Can a Plan or Project Have Start Up Costs?

It is important to estimate the full extent of project or plan start up costs before starting because these costs may be substantial. As a result, they may seriously impact business case analysis and financial metrics that play a role in deciding whether or not to implement the plan or project. These costs may impact a proposed project's estimated return on investment (ROI) or total cost of ownership (TCO), for instance.

For planning and decision making purposes, project or plan start up costs may include capital costs (e.g., for acquisition of assets acquired for the project or plan) and operating expenses. These may be called start up costs if:

  • The firm incurs these costs before realizing income or other benefits from the project or plan. and
  • These costs are incurred only if the project or plan is implemented. 
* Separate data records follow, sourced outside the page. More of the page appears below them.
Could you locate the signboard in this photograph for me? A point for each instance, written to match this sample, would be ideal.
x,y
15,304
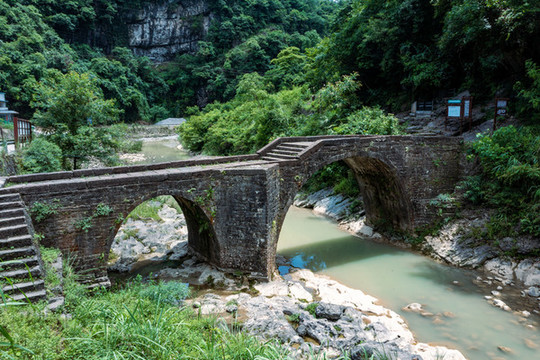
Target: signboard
x,y
501,110
454,111
466,108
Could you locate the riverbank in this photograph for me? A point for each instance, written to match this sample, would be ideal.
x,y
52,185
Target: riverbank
x,y
509,283
311,313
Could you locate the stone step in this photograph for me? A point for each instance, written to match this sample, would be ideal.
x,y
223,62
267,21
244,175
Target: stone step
x,y
280,156
294,145
12,221
24,263
295,149
11,254
269,158
24,287
14,242
11,205
11,213
21,273
11,231
285,152
9,198
33,296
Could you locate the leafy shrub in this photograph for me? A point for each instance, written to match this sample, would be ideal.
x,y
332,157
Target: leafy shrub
x,y
510,179
369,121
172,292
41,156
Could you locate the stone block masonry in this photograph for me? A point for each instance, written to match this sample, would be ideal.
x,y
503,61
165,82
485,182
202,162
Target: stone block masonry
x,y
235,206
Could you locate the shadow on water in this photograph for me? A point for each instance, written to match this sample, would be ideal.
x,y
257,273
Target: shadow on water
x,y
335,252
439,274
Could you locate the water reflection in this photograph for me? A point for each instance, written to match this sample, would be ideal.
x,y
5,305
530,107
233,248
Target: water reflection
x,y
163,150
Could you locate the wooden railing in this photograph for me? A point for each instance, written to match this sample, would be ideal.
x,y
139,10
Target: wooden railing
x,y
22,130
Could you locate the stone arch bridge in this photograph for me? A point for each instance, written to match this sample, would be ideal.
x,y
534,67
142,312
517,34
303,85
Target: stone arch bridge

A wide range of cost categories may meet these criteria, including such things as costs for

  • IT system acquisition
  • Laboratory equipment acquisition
  • Pre-program advertising
  • Building reconfiguration
  • Legal services
  • Acquisition of permits/licenses
  • Feasibility studies
  • Recruiting and hiring project/plan staff
  • Development costs
  • Set up costs, integration services
  • Deployment costs
  • Initial training cost

Can Firms Amortize Start Up Costs?
Are These Costs Tax Deductible?

Tax treatment of startup and organizational costs varies from country to country.  Links to guidelines from six countries taxing authorities appear below.

  • For Canada, the Canada Revenue Agency describes the classification and tax treatment of Business Start Up Costs in Income Tax Interpretation Bulletin IT-364, Commencement of Business Operations, available online at
    www.cra-arc.gc.ca/E/pub/tp/it364/it364-e.html
     .
  • For tax treatment of start up costs in the Republic of Ireland, see Inland Revenue Publication IT48, Starting in Business-A Revenue Guide.  A PDF version of Publication IT48 is available by clicking here.
  • For New Zealand, some information on tax handling of pre-production activities, including research and development, is available on the NZ Inland Revenue web page "Research and development (R&D) tax credit," available at
    www.ird.govt.nz/rd-tax-credit/eligibility/excluded-activities/pre-production
    .
  • For the United Kingdom, HM Revenue and Customs has available several publications on tax considerations from the web page "Starting a Business," access at www.hmrc.gov.uk/ct/getting-started/new-company/start-up.htm
  • The United States Government Internal Revenue Service IRS describes tax rules for declaring and amortizing start up and organizational costs in US IRS Publication 535, Business Expenses. A PDF version of Publication 535 is available here.